I also gradually embraced Brisbane’s outdoor market and discovered the best flavoured coffee I have ever tasted – a dark-chocolate spice mocha that is sensuality in a paper cup. My proximity to West End’s cafe and restaurant strip came as the icing on the market’s cake. This inner-city Brisbane suburb has a rich multicultural history, manifested in the Greek, Lebanese and Vietnamese haunts lining the vibrant precincts of Boundary Street and Hardgrave Road. In addition, the cafes and grocery stores in the area embrace an organic food culture that is becoming synonymous with a new generation of modern yet environmentally conscious youth. I am now at a point in my life where home means just such a combination of multiculturalism and social ethos. The meals I’ve had since living here – such as the Afghani bolani bread, the Indian vegetarian kofta, the Greek dolmades and the Vietnamese pho – are gradually being stored as food memories, and cultivating a sense of homely warmth.

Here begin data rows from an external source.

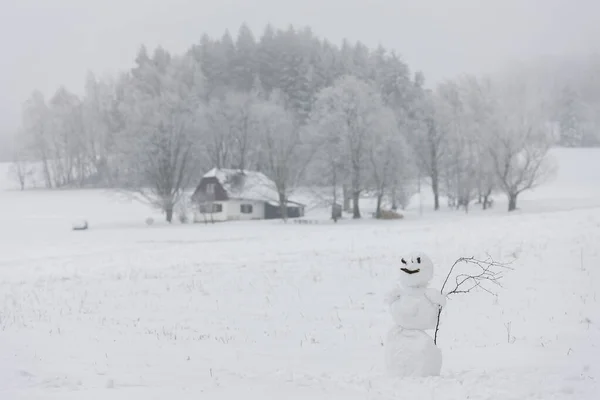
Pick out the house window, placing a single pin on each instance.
(207, 208)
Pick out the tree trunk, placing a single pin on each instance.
(334, 205)
(169, 212)
(394, 199)
(346, 194)
(283, 206)
(355, 206)
(435, 187)
(378, 210)
(512, 201)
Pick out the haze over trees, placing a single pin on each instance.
(305, 112)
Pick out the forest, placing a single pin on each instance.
(306, 112)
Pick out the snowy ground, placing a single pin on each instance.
(274, 311)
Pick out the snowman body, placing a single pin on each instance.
(414, 307)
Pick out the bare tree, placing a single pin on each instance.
(21, 169)
(386, 155)
(284, 156)
(428, 140)
(520, 142)
(485, 275)
(160, 141)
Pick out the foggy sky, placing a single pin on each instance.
(46, 43)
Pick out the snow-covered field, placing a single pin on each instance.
(284, 311)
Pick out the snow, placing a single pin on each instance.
(262, 309)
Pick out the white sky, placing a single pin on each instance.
(46, 43)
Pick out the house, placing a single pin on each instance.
(229, 194)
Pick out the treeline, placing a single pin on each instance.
(298, 108)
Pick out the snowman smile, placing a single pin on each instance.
(410, 271)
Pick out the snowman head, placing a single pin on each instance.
(416, 270)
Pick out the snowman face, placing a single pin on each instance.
(416, 270)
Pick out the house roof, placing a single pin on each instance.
(247, 185)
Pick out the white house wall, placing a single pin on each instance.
(232, 211)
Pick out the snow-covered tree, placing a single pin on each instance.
(520, 141)
(283, 155)
(353, 112)
(231, 132)
(428, 140)
(68, 146)
(160, 143)
(35, 133)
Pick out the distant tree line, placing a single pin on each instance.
(298, 108)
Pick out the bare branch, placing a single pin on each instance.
(490, 273)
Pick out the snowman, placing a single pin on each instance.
(414, 308)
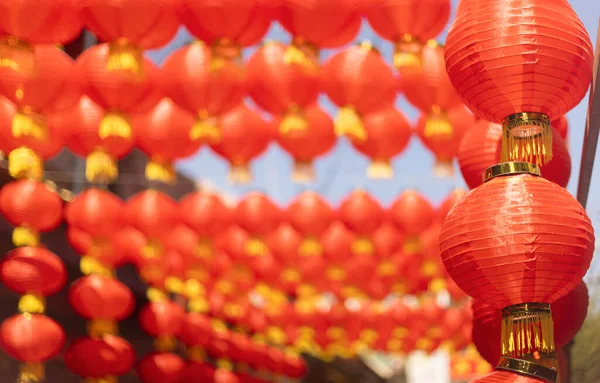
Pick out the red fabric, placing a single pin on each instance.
(537, 257)
(35, 338)
(411, 213)
(314, 141)
(148, 24)
(80, 126)
(388, 134)
(277, 86)
(359, 77)
(244, 136)
(424, 20)
(33, 270)
(481, 148)
(510, 57)
(244, 22)
(100, 357)
(32, 204)
(41, 21)
(187, 78)
(117, 90)
(428, 85)
(98, 297)
(326, 24)
(164, 132)
(160, 368)
(95, 211)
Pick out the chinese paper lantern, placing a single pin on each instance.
(163, 134)
(189, 82)
(244, 136)
(27, 23)
(130, 27)
(388, 133)
(360, 82)
(117, 92)
(540, 259)
(306, 145)
(409, 25)
(32, 207)
(247, 23)
(481, 148)
(280, 88)
(524, 85)
(412, 214)
(316, 25)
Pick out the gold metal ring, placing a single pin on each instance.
(510, 168)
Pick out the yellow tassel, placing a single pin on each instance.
(380, 169)
(123, 56)
(27, 123)
(32, 304)
(101, 327)
(348, 123)
(25, 163)
(17, 55)
(25, 236)
(527, 137)
(114, 124)
(101, 167)
(161, 171)
(32, 372)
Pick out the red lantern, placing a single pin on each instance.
(306, 145)
(163, 134)
(130, 27)
(444, 144)
(247, 23)
(100, 357)
(481, 148)
(408, 24)
(360, 82)
(117, 92)
(281, 88)
(204, 93)
(388, 133)
(32, 207)
(244, 136)
(523, 83)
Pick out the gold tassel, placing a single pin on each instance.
(349, 123)
(115, 124)
(101, 167)
(25, 163)
(527, 137)
(27, 123)
(17, 55)
(161, 171)
(123, 56)
(380, 169)
(25, 236)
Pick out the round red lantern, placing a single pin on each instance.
(408, 24)
(481, 148)
(498, 78)
(164, 135)
(388, 133)
(32, 207)
(280, 88)
(204, 93)
(130, 27)
(306, 145)
(360, 82)
(244, 136)
(117, 92)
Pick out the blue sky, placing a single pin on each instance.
(344, 169)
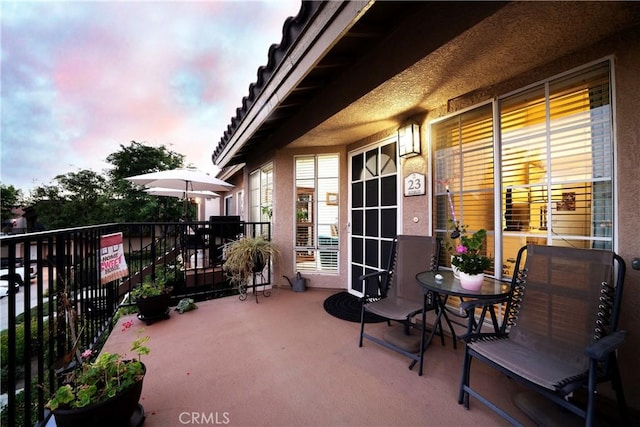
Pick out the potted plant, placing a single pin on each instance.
(470, 261)
(104, 392)
(246, 256)
(153, 295)
(451, 242)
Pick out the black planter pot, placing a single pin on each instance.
(121, 410)
(154, 308)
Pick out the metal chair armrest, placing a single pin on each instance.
(601, 348)
(380, 280)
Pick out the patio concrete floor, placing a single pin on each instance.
(286, 362)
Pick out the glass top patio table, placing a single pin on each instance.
(449, 285)
(492, 290)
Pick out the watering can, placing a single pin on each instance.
(298, 284)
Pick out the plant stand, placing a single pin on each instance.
(243, 288)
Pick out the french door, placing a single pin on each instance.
(374, 216)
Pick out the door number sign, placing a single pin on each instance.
(414, 185)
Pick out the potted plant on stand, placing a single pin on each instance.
(104, 392)
(245, 257)
(153, 296)
(470, 261)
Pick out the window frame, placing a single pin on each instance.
(498, 198)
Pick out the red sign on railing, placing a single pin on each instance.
(112, 263)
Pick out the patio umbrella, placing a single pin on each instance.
(172, 192)
(185, 180)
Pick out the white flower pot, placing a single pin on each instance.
(472, 282)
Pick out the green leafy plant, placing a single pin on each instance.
(108, 375)
(165, 278)
(468, 256)
(450, 242)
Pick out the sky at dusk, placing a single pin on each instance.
(79, 79)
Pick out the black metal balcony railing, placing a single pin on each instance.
(66, 309)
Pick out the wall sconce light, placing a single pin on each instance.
(409, 140)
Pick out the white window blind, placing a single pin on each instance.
(557, 163)
(316, 206)
(463, 155)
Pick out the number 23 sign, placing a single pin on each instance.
(414, 185)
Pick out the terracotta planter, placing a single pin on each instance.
(121, 410)
(472, 282)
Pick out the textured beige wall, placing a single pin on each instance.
(627, 99)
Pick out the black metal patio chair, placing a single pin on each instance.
(394, 294)
(560, 332)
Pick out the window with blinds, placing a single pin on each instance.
(557, 163)
(464, 175)
(317, 184)
(261, 194)
(555, 176)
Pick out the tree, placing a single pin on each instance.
(77, 198)
(86, 197)
(130, 204)
(10, 197)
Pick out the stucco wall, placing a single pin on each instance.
(627, 99)
(625, 49)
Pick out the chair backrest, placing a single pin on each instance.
(565, 298)
(412, 255)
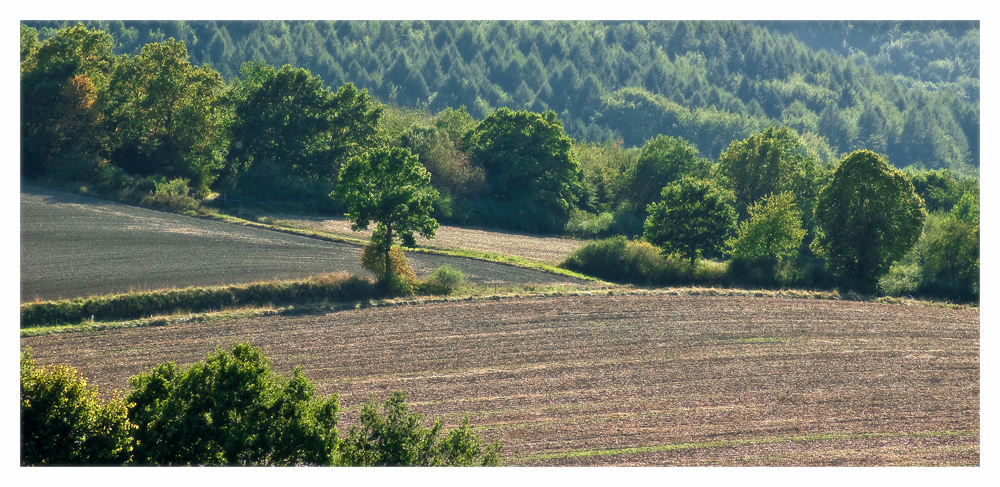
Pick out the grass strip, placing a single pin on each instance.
(732, 443)
(430, 249)
(340, 287)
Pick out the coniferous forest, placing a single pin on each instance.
(605, 117)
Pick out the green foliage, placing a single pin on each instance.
(769, 162)
(390, 187)
(602, 166)
(587, 225)
(329, 288)
(662, 161)
(62, 79)
(695, 216)
(290, 134)
(402, 278)
(773, 229)
(391, 435)
(166, 115)
(528, 161)
(444, 280)
(726, 79)
(64, 422)
(173, 195)
(951, 258)
(618, 259)
(231, 409)
(870, 217)
(767, 243)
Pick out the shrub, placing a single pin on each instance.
(403, 277)
(332, 287)
(393, 436)
(444, 280)
(621, 260)
(63, 421)
(588, 225)
(231, 409)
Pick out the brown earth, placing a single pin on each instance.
(657, 379)
(551, 250)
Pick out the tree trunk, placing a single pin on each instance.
(388, 249)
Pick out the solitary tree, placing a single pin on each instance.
(527, 160)
(694, 216)
(870, 217)
(662, 161)
(390, 187)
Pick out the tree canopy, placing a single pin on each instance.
(527, 158)
(694, 216)
(388, 186)
(870, 218)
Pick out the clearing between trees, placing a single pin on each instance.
(611, 379)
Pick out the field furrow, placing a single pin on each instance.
(623, 380)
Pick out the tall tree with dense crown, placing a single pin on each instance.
(166, 115)
(765, 163)
(390, 187)
(870, 216)
(693, 217)
(528, 159)
(662, 161)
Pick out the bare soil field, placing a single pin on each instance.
(654, 379)
(78, 246)
(551, 250)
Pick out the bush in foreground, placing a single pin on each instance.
(64, 422)
(229, 409)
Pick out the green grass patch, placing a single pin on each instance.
(289, 228)
(733, 443)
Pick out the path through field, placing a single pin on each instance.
(552, 250)
(77, 246)
(623, 380)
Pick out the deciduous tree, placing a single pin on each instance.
(527, 159)
(387, 186)
(870, 218)
(694, 216)
(166, 115)
(662, 161)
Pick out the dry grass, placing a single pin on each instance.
(646, 379)
(551, 250)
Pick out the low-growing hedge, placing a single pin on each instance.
(618, 259)
(329, 288)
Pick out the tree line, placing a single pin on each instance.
(155, 123)
(909, 90)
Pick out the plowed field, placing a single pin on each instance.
(623, 380)
(78, 246)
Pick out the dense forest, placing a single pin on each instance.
(909, 90)
(596, 129)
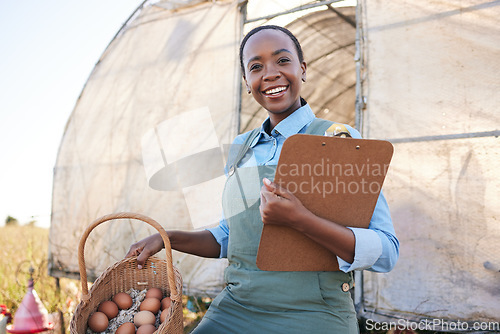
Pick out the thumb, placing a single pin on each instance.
(142, 258)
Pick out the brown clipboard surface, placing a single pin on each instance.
(335, 178)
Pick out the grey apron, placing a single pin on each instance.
(256, 301)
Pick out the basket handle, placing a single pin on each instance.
(174, 295)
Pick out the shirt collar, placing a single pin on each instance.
(290, 125)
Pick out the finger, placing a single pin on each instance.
(142, 258)
(277, 189)
(268, 184)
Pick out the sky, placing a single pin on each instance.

I don’t know what kind of culinary journeys and memories lie ahead of me. However, I have no doubt that I have found a culinary home in Australia’s embrace of its peoples’ roots and routes. Let’s hope that I can share more Govinda’s thalis (consisting of a three-course vegetarian plate with a north Indian influence) with my best friend when she visits me in Brisbane, chat over smoothies and focaccias with my sisters, and discover even more places and foods with my friends.

We may not all concur on whether His Holiness the Dalai Lama’s appearance on MasterChef was a television marketing strategy or a crisis in Australian popular culture, but we will probably still watch it. And maybe even try that winning Sri Lankan recipe at home without shedding tears over onions or eliminations.